# Best Practices for Training Your AI

## Interactive Guide

{% embed url="<https://app.arcade.software/share/6ir8iJcPaoA6Qp2iu2tm>" %}

## Section A: Files(PDF, TXT, DOCX)

This section explains how to format and structure your content in PDF, Word (DOCX), and Text (TXT) formats so it can be properly trained into your AI bot for high-quality responses.

#### 🧱 Structuring Your Content

**1. One Topic per Paragraph**

* Stick to one idea per paragraph
* Keep it **under 800 characters** (including spaces)
* Always use complete sentences and correct punctuation

> ✅ Good:
>
> “The pricing model includes three plans: Basic ($29), Pro ($99), and Enterprise ($199). Each offers different features depending on user needs.”

> ❌ Bad:
>
> “Pricing has options. Go to website.”

**2. ✂️ Splitting Long Topics**

If a topic is too long, break it into two or more logical parts using the same heading or theme.

> ✅ Good:
>
> **Main Heading (Part1):** First part
>
> (around 400 characters) with one context
>
> **Main Heading (Part2):** Second part (around 400 characters) with a different but related context

> ❌ Bad:
>
> **Main Heading:** Very long explanation covering multiple ideas in one block without splitting or clarity.

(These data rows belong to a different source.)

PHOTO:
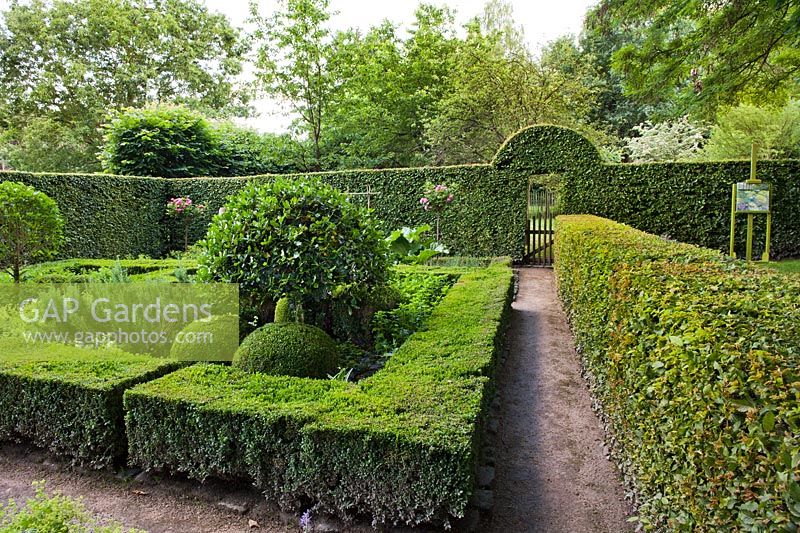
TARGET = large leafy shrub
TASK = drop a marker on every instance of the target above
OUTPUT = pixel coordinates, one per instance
(299, 239)
(694, 360)
(168, 142)
(288, 349)
(31, 227)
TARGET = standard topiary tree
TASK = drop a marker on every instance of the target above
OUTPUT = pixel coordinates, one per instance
(289, 349)
(31, 227)
(292, 238)
(165, 141)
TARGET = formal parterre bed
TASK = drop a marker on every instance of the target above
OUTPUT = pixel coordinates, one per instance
(400, 446)
(694, 359)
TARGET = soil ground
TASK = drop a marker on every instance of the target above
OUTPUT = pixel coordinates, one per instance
(552, 474)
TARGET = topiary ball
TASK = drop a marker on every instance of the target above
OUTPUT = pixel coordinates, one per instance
(192, 343)
(289, 349)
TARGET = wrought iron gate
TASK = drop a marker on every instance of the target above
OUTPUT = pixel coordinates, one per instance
(540, 227)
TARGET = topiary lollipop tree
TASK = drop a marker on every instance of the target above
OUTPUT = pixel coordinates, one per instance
(291, 238)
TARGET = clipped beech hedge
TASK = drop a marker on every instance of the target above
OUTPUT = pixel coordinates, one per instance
(695, 362)
(400, 446)
(687, 201)
(69, 401)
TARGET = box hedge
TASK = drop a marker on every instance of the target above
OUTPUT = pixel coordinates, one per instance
(400, 446)
(688, 201)
(69, 400)
(694, 361)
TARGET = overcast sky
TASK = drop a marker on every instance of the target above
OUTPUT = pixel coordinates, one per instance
(542, 21)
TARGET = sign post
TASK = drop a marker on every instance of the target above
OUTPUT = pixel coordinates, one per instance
(751, 197)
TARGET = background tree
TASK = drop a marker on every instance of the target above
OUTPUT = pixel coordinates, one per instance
(65, 64)
(294, 63)
(776, 130)
(31, 227)
(710, 53)
(677, 140)
(499, 87)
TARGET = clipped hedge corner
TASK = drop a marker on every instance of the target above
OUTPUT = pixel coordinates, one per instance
(694, 360)
(400, 446)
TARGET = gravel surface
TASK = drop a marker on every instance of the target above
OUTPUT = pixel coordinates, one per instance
(552, 472)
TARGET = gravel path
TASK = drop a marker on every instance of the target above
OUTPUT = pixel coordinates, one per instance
(552, 473)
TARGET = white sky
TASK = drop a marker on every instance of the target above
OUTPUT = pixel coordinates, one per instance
(542, 21)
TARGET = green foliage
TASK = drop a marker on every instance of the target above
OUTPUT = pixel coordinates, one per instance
(689, 201)
(99, 212)
(400, 445)
(69, 400)
(67, 64)
(733, 52)
(31, 227)
(419, 294)
(43, 144)
(775, 130)
(169, 142)
(292, 238)
(282, 311)
(288, 349)
(411, 245)
(698, 387)
(106, 270)
(53, 513)
(220, 329)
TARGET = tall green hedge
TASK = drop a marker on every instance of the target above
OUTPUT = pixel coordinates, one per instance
(69, 400)
(400, 446)
(694, 360)
(105, 216)
(108, 215)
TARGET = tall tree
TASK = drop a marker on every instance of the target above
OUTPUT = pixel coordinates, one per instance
(65, 63)
(712, 53)
(390, 89)
(294, 63)
(499, 87)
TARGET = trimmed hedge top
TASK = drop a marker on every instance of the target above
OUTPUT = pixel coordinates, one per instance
(694, 360)
(546, 149)
(688, 201)
(400, 445)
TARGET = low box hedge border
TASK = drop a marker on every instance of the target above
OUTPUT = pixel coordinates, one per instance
(70, 402)
(695, 360)
(400, 446)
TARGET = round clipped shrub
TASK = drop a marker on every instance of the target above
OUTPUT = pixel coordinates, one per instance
(290, 349)
(292, 238)
(31, 227)
(194, 345)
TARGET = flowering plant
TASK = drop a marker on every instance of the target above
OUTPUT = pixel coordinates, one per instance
(436, 198)
(185, 209)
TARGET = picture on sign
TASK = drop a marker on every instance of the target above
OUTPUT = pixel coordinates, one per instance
(752, 197)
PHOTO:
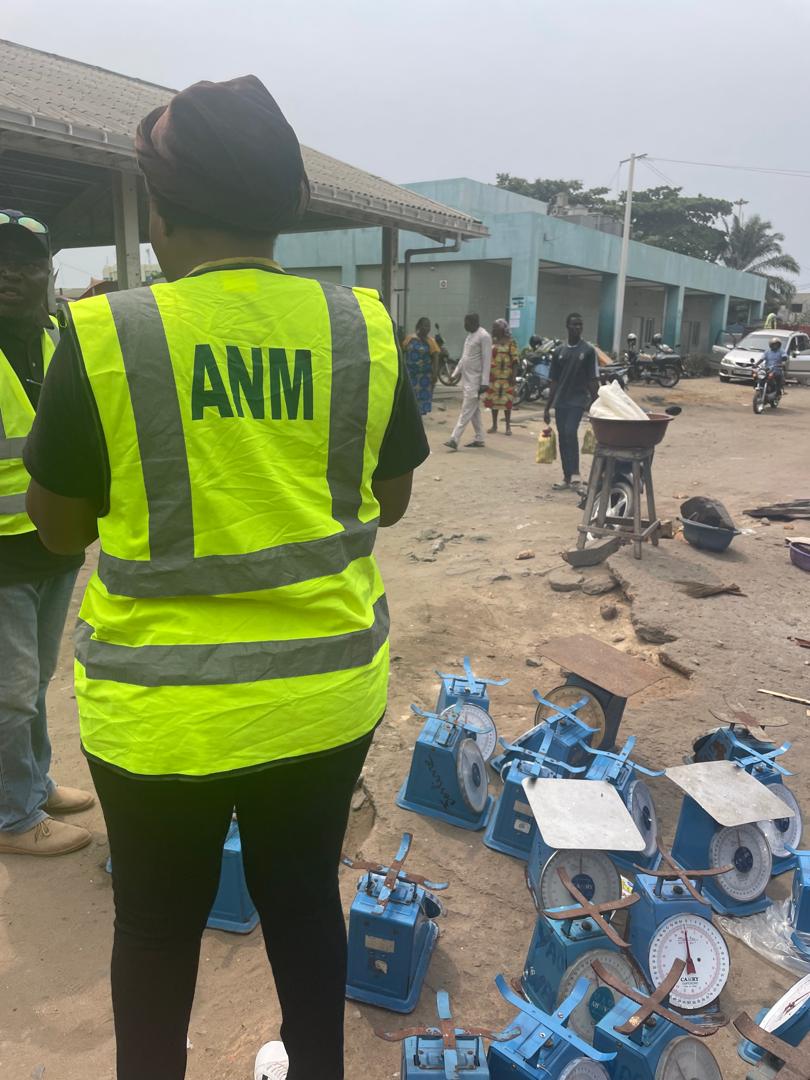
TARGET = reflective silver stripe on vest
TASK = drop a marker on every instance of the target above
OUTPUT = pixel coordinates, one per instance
(172, 569)
(12, 503)
(231, 662)
(11, 448)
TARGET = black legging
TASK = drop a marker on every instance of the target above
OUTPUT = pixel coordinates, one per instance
(567, 418)
(166, 842)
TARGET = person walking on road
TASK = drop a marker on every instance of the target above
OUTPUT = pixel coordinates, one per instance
(237, 436)
(502, 374)
(36, 585)
(474, 370)
(575, 383)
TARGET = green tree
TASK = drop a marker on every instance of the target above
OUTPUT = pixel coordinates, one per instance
(754, 246)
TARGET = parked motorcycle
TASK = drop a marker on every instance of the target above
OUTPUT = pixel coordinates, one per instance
(659, 365)
(767, 390)
(446, 366)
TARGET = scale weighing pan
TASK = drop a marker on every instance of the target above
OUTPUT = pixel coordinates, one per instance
(602, 664)
(728, 793)
(578, 814)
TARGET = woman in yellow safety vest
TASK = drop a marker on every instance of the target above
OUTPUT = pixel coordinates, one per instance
(240, 434)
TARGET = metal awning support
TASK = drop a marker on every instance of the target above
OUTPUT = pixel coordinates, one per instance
(127, 237)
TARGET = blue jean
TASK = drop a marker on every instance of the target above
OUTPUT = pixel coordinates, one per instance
(31, 621)
(568, 418)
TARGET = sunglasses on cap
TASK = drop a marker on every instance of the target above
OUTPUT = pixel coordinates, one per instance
(12, 217)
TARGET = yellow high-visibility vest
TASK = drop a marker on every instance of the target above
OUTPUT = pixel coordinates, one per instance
(16, 418)
(237, 616)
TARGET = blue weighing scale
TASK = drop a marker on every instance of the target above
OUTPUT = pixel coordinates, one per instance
(718, 826)
(448, 778)
(744, 742)
(447, 1051)
(800, 903)
(391, 933)
(607, 674)
(512, 826)
(673, 921)
(779, 1055)
(788, 1018)
(466, 689)
(547, 1047)
(648, 1041)
(623, 773)
(569, 936)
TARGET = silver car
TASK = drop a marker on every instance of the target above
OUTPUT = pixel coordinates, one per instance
(739, 363)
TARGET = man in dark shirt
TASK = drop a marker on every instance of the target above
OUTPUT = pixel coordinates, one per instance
(575, 382)
(36, 585)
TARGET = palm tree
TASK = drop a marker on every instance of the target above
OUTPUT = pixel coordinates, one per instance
(755, 247)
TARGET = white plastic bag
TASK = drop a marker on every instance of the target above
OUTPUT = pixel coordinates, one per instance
(615, 404)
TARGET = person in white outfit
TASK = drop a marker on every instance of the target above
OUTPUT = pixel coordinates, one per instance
(474, 370)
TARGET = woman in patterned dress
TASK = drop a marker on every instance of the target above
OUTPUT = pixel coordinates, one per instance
(502, 374)
(421, 361)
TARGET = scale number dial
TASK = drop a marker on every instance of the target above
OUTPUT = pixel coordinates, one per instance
(583, 1068)
(592, 872)
(643, 811)
(688, 1058)
(477, 720)
(783, 832)
(693, 940)
(599, 998)
(744, 848)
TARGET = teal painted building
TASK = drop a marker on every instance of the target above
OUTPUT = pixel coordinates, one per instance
(532, 269)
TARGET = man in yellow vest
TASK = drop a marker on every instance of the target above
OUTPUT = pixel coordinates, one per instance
(242, 434)
(35, 583)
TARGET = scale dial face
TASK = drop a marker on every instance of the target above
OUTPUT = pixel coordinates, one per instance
(745, 849)
(696, 941)
(472, 774)
(783, 831)
(788, 1007)
(583, 1068)
(591, 713)
(592, 872)
(475, 718)
(601, 998)
(688, 1058)
(643, 810)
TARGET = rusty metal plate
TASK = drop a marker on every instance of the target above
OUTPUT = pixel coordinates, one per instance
(728, 793)
(602, 664)
(582, 814)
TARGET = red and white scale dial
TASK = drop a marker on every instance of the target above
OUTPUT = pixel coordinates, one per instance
(693, 940)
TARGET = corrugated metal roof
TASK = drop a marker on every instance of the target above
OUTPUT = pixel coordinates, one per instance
(61, 98)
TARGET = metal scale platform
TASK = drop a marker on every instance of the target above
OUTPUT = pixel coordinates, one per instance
(647, 1037)
(391, 932)
(717, 826)
(545, 1047)
(455, 1053)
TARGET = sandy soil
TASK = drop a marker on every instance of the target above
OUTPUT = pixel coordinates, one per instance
(471, 596)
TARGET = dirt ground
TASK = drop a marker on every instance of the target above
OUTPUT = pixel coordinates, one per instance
(473, 596)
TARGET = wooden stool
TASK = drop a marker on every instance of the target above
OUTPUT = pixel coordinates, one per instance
(598, 487)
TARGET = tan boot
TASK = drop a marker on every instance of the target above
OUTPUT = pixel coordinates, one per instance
(68, 800)
(48, 838)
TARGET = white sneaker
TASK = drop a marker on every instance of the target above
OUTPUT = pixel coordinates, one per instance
(271, 1062)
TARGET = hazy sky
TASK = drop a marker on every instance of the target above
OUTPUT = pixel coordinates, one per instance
(417, 90)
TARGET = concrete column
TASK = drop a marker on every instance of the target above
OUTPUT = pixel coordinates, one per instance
(673, 314)
(390, 256)
(607, 311)
(523, 293)
(719, 316)
(127, 233)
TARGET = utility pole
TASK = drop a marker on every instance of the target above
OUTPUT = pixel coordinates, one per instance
(625, 247)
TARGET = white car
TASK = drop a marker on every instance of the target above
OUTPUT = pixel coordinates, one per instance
(739, 363)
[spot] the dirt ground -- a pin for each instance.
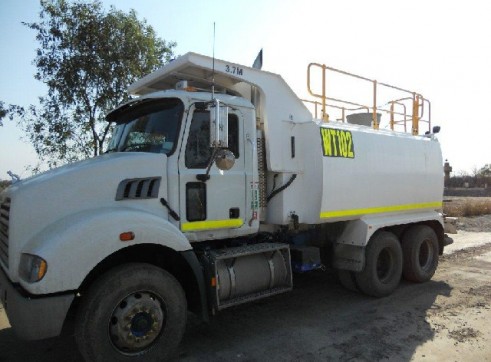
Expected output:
(446, 319)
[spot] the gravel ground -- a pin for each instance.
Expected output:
(446, 319)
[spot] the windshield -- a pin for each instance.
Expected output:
(150, 125)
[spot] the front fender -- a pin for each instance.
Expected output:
(73, 246)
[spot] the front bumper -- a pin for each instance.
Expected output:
(33, 318)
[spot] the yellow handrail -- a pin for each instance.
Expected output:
(416, 99)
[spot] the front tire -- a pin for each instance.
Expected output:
(420, 249)
(383, 265)
(133, 312)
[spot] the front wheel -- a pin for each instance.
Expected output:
(383, 265)
(133, 312)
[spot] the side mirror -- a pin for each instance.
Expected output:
(224, 159)
(218, 125)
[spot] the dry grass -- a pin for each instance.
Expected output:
(467, 206)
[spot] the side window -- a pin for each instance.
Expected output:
(198, 150)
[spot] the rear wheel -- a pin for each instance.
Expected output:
(133, 312)
(383, 265)
(420, 249)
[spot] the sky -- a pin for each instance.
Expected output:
(441, 49)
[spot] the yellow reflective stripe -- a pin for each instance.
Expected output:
(379, 210)
(212, 224)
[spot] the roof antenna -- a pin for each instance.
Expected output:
(213, 76)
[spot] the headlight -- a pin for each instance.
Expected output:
(32, 268)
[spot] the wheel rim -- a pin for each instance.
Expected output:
(137, 322)
(385, 262)
(425, 255)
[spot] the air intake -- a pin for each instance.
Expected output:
(138, 188)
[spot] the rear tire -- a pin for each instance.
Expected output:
(133, 312)
(383, 265)
(420, 250)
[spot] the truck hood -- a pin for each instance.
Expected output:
(38, 202)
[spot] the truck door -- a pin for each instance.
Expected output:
(217, 207)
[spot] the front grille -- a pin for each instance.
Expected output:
(4, 231)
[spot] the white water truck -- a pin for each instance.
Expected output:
(219, 183)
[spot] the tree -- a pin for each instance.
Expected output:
(485, 171)
(87, 57)
(3, 112)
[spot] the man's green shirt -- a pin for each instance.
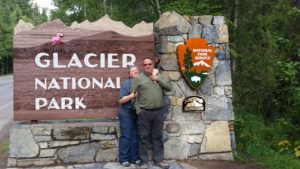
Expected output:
(150, 94)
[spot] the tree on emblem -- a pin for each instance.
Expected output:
(188, 63)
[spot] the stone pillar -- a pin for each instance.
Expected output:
(196, 135)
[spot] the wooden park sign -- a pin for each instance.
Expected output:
(80, 74)
(195, 59)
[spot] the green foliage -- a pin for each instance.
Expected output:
(266, 43)
(260, 142)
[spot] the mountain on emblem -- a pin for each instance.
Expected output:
(195, 60)
(201, 63)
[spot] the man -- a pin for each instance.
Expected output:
(128, 141)
(150, 86)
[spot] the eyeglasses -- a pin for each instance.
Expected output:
(149, 64)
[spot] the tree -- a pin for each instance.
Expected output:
(188, 63)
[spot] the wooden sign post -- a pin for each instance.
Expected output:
(77, 78)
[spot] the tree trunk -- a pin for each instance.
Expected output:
(158, 7)
(235, 23)
(236, 12)
(104, 6)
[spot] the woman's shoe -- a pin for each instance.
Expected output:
(125, 164)
(138, 162)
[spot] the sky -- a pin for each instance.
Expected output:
(44, 3)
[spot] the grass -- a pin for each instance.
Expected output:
(258, 143)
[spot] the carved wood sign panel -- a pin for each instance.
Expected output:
(75, 76)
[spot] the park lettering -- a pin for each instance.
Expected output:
(109, 60)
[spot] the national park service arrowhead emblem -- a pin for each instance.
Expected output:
(195, 60)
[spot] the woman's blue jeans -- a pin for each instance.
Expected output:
(128, 142)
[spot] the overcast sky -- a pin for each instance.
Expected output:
(44, 3)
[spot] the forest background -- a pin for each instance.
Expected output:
(264, 50)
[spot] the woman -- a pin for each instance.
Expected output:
(128, 142)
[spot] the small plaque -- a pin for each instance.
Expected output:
(193, 103)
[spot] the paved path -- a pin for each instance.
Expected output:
(6, 99)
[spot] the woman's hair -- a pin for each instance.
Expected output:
(129, 67)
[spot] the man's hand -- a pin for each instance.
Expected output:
(133, 95)
(154, 75)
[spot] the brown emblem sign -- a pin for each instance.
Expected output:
(195, 60)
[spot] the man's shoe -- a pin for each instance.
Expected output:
(143, 166)
(162, 164)
(138, 162)
(125, 164)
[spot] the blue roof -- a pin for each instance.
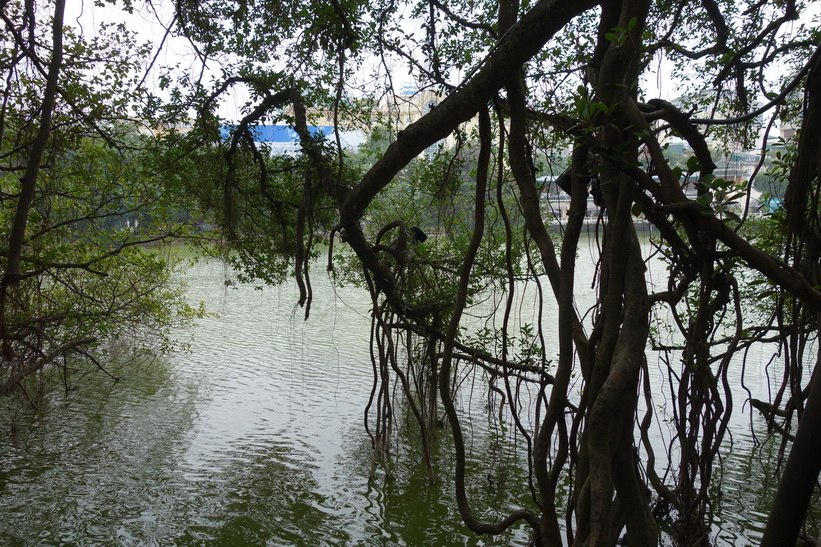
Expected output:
(279, 133)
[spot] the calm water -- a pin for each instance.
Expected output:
(256, 437)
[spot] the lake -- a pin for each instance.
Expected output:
(255, 436)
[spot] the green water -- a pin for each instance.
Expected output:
(256, 437)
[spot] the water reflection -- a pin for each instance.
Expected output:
(255, 437)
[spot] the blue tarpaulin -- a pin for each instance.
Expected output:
(279, 133)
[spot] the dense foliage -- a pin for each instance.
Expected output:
(82, 196)
(512, 95)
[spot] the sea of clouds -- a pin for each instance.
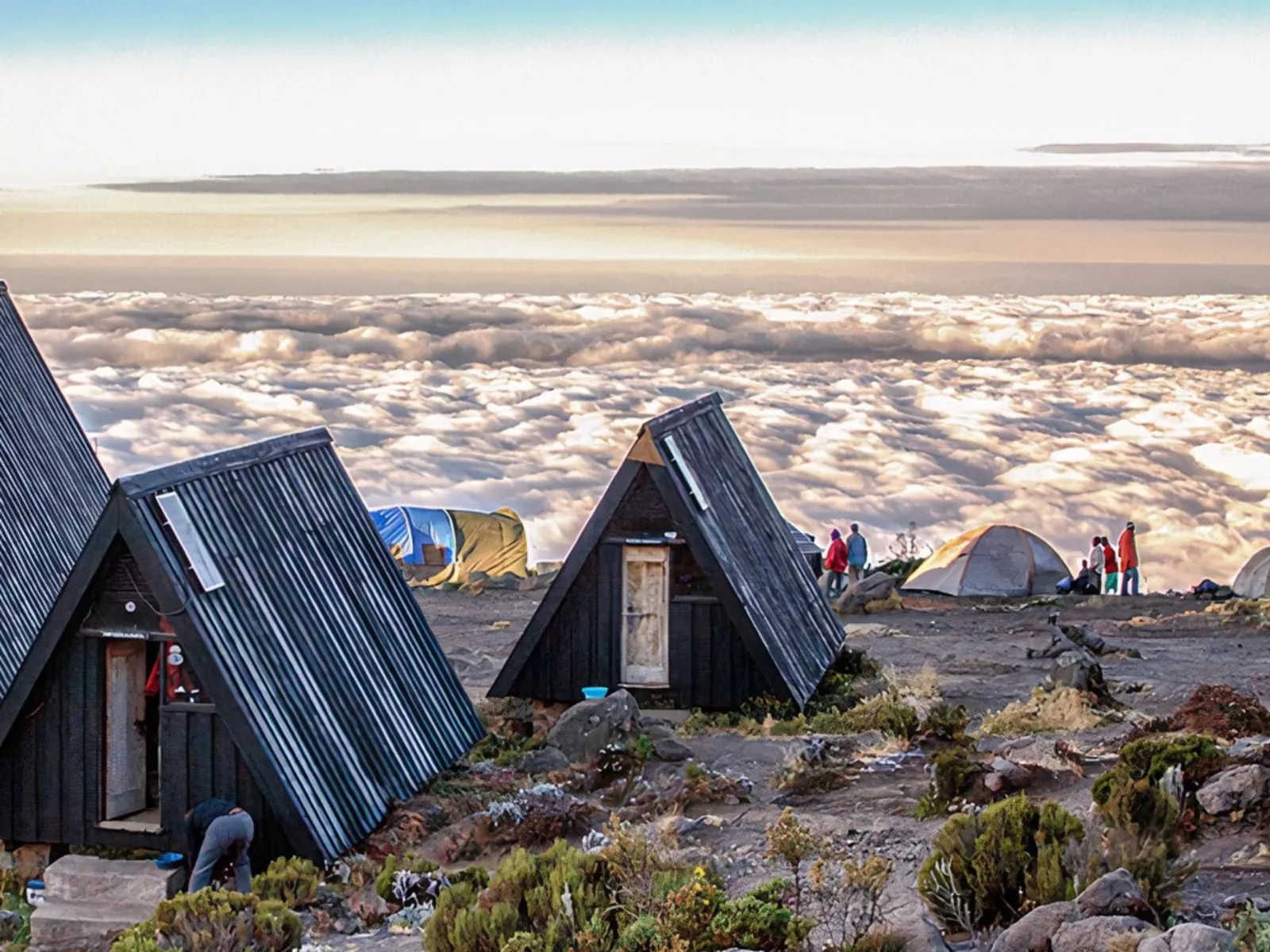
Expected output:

#### 📄 Format-Specific Guidelines

**✅ PDF, DOCX, TXT – Formatting Rules**

* Use **clear section headings** to define topics
* Avoid decorative styles (fonts/colors don’t help the AI)
* Use simple formatting: paragraphs, bullet lists, numbered points

**❌ Don’t Include:**

* Images
* Tables with merged cells
* Decorative graphics or background colors
* Page numbers or headers/footers that repeat unnecessarily

***

#### 📏 Writing Style Guidelines

| Rule              | Description                            | Example                                                |
| ----------------- | -------------------------------------- | ------------------------------------------------------ |
| Be Specific       | Mention exact processes, values, names | “We offer 24/7 live chat support.”                     |
| Use Examples      | Add clear examples wherever possible   | “For example, the ‘Basic’ plan includes...”            |
| Write Directly    | Use short, clear sentences             | “To reset your password, click ‘Forgot Password’.”     |
| Make Things Clear | Never write “etc.” or “many things”    | “Supports up to 100 users.” not “Supports many users.” |

***

#### ❌ What to Avoid

| Mistake                          | Why It's a Problem                              |
| -------------------------------- | ----------------------------------------------- |
| Mixing topics in one paragraph   | Reduces precision during training               |
| Listing unrelated items together | Affects context accuracy                        |
| Including images or charts       | AI doesn’t process them                         |
| Embedding FAQs in the main file  | FAQs must be added separately for best training |

***

#### 🧠 What to Do When You're Not Sure About Format

When unsure about structure, follow this fallback rule:

> “One paragraph = One point = Under 800 characters”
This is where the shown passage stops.